Il a également salué la proposition de budget de Trump pour 2027.

«Cette demande de 1500 milliards de dollars regorge de programmes et d’initiatives importants qui sont absolument nécessaires pour garantir les intérêts américains au XXIe siècle», a-t-il soutenu.

La sénatrice Deb Fischer, républicaine du Nebraska, a salué la déclaration de Pete Hegseth sur la nécessité de la dissuasion nucléaire ainsi que le développement du programme de défense antimissile Golden Dome de Trump.

«Depuis des années, cette commission sait que nous devons améliorer notre capacité à défendre notre patrie contre un éventail plus large de menaces, et nous avons enfin un partenaire bénéficiant du soutien total du département pour mener cette charge», a-t-elle ajouté.

Le sénateur Tom Cotton, républicain de l’Arkansas, a donné à Pete Hegseth l’occasion d’évoquer les efforts de l’armée pour minimiser les pertes américaines pendant le conflit en Iran.

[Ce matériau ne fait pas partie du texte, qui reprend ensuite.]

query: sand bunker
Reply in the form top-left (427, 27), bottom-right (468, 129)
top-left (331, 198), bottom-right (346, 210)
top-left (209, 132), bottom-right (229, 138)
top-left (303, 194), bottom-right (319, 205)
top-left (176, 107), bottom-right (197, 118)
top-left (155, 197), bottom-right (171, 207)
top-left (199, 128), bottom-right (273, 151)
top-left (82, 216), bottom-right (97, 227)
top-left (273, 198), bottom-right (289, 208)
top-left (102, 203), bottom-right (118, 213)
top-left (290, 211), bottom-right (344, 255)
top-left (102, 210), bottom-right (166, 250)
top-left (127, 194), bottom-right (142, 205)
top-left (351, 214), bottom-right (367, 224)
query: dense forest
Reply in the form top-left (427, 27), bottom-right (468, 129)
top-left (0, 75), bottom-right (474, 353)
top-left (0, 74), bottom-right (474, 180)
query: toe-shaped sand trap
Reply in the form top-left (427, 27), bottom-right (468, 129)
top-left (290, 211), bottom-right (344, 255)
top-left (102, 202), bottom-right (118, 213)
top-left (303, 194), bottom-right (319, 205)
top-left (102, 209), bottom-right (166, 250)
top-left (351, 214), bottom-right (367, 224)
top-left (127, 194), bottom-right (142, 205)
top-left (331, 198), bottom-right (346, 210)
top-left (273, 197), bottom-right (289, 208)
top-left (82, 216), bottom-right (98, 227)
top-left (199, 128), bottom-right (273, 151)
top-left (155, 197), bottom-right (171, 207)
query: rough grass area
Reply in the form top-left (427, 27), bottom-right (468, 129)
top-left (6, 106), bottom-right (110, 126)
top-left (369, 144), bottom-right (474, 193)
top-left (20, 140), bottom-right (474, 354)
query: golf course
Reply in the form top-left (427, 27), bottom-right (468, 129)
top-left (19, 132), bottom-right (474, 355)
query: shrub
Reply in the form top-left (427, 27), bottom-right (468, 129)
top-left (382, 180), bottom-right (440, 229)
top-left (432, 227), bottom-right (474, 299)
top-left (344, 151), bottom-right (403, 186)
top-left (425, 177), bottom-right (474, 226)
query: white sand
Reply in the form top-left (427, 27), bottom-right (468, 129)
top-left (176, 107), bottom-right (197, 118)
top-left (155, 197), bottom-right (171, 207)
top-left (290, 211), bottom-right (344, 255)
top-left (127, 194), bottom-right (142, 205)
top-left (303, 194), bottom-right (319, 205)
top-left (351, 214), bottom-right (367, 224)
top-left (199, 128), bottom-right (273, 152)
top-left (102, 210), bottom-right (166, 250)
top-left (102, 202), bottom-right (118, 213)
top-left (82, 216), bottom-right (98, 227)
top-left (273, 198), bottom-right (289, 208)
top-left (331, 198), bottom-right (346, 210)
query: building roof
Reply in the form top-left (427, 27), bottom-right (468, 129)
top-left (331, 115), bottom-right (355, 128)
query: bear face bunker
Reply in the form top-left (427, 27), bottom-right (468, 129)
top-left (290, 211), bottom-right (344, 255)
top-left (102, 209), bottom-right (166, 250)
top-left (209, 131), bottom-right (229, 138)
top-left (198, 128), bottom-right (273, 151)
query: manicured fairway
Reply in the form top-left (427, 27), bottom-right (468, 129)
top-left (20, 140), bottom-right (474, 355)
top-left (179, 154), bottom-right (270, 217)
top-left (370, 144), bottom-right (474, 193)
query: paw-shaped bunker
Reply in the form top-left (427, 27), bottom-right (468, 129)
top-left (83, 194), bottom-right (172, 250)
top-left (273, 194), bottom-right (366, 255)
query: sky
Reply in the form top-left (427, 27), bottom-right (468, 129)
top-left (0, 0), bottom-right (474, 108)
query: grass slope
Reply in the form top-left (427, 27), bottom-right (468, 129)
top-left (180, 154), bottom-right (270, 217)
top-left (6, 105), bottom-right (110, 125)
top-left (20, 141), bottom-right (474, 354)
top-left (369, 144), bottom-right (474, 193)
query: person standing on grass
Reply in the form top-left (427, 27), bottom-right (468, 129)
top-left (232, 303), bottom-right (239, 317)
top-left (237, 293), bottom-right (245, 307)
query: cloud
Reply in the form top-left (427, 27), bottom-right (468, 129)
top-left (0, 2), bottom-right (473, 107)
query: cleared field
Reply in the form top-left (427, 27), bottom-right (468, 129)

Il lui a également demandé s’il avait déjà menti au président, réfutant ainsi l’affirmation du sénateur Jack Reed selon laquelle Pete Hegseth dit au président ce qu’il veut entendre.

«Je ne dis que la vérité au président», a répondu le secrétaire à la Défense.

Longue audition devant les démocrates

La veille, Pete Hegseth s’était heurté aux démocrates lors d’une audition de près de six heures devant la commission des forces armées de la Chambre, où il a dû faire face à des questions incisives sur le coût du conflit en termes financiers, en vies humaines et en diminution des stocks d’armes essentielles.

Les démocrates qualifient cette guerre de coûteuse et de choix, dépourvue de l’approbation ou du contrôle du Congrès. Mais ils n’ont pas réussi à faire adopter plusieurs résolutions sur les pouvoirs de guerre qui auraient obligé Trump à suspendre le conflit jusqu’à ce que le Congrès autorise la poursuite des opérations.

En vertu de la loi sur les pouvoirs de guerre de 1973, le Congrès doit déclarer la guerre ou autoriser le recours à la force dans un délai de 60 jours — un délai qui expire vendredi. La loi prévoit une prolongation potentielle de 30 jours, mais l’administration républicaine n’a pas indiqué publiquement si Trump allait la demander.

L’administration est en «discussions actives» avec les législateurs concernant le délai de 60 jours, selon un responsable de la Maison-Blanche, qui s’est exprimé sous couvert d’anonymat pour évoquer des délibérations privées.

Lors de l’audition de mercredi, des responsables du Pentagone ont également déclaré que le conflit avait coûté 25 milliards de dollars, principalement en munitions. Mais M. Hegseth a refusé de répondre aux questions sur la durée restante du conflit ou sur son coût supplémentaire.

Ce dernier a également déclaré qu’une frappe meurtrière sur une école primaire iranienne, qui a tué plus de 165 personnes, dont des enfants, faisait toujours l’objet d’une enquête. L’Associated Press a rapporté que des preuves de plus en plus nombreuses indiquaient la responsabilité des États-Unis dans cette frappe, qui a touché une école adjacente à une base des Gardiens de la révolution.